Peter had never loved her: he had never, in finding her, lost himself. Mentally and sympathetically she knew that he liked her—liked her, she was prepared to say, immensely; physically she attracted and satisfied him. To think that he had married her “for” her money would be an exaggerated and hysterical estimate; her wealth had not been a counterweight that overcame some opposing disadvantage, but it was, so she now believed, a determining factor. Without it he would not have sought her.
It seemed odd to herself how little that mattered.

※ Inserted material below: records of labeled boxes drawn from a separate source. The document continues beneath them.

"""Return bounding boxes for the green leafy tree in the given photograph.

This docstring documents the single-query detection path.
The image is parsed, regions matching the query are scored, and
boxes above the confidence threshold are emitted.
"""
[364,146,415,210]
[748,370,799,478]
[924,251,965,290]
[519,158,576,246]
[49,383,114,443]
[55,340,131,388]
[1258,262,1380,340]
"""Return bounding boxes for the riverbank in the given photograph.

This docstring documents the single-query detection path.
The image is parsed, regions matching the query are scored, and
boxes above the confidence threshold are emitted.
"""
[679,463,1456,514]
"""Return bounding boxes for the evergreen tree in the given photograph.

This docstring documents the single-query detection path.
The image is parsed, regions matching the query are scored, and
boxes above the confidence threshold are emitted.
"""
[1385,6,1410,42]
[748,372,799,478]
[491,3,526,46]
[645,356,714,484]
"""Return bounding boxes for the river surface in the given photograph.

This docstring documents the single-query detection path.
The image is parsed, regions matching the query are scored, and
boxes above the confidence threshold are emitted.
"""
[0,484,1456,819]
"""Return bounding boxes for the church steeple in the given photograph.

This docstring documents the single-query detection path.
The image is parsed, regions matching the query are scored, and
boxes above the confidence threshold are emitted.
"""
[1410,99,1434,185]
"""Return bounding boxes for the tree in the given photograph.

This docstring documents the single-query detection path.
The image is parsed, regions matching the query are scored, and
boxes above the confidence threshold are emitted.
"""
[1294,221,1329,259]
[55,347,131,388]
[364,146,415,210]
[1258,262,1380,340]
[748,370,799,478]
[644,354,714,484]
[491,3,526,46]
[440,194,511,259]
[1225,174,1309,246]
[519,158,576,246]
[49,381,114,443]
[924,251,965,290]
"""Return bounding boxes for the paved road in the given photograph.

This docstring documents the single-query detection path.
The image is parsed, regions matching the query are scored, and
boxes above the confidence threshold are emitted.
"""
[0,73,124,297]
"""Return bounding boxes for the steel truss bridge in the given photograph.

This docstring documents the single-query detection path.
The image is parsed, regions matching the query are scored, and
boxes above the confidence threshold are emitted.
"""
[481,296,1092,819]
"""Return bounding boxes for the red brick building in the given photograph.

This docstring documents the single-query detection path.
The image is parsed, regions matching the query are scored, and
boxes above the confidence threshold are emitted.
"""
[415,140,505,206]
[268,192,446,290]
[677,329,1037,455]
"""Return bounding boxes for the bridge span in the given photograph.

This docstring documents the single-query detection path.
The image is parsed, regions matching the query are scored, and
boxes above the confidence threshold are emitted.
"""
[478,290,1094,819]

Her wealth was an advantage—so, too, was her beauty; and even if he had married her “for” her wealth, that would have seemed to her no worse than if he had married her “for” her beauty, or “for” (had she been witty) her wit, or “for” any quality whatsoever of mind or body. All these were advantages, pleasant circumstances; but all of them, singly or together, compared with love, were no more than the bright shells on the seashore compared with the sea.
It was just here that she blamed him with a bitterness that appalled her; it was this that had made it possible for her to accept any excuse (or if necessary to have done without one) for not telling him what she had learned yesterday. He had bidden her shut her eyes, and picking up a shell had held it to her ear, and had told her that what she heard there was the sea.... He had looked, he had spoken, he had acted as if he brought close to her that splendid shining vastness. She had trusted him, and had listened with all the rapture of love to that murmuring. Therein he had cheated her, passed off on her a “fake” which, had she not been blinded by his hand over her eyes, he knew she must have recognized as such.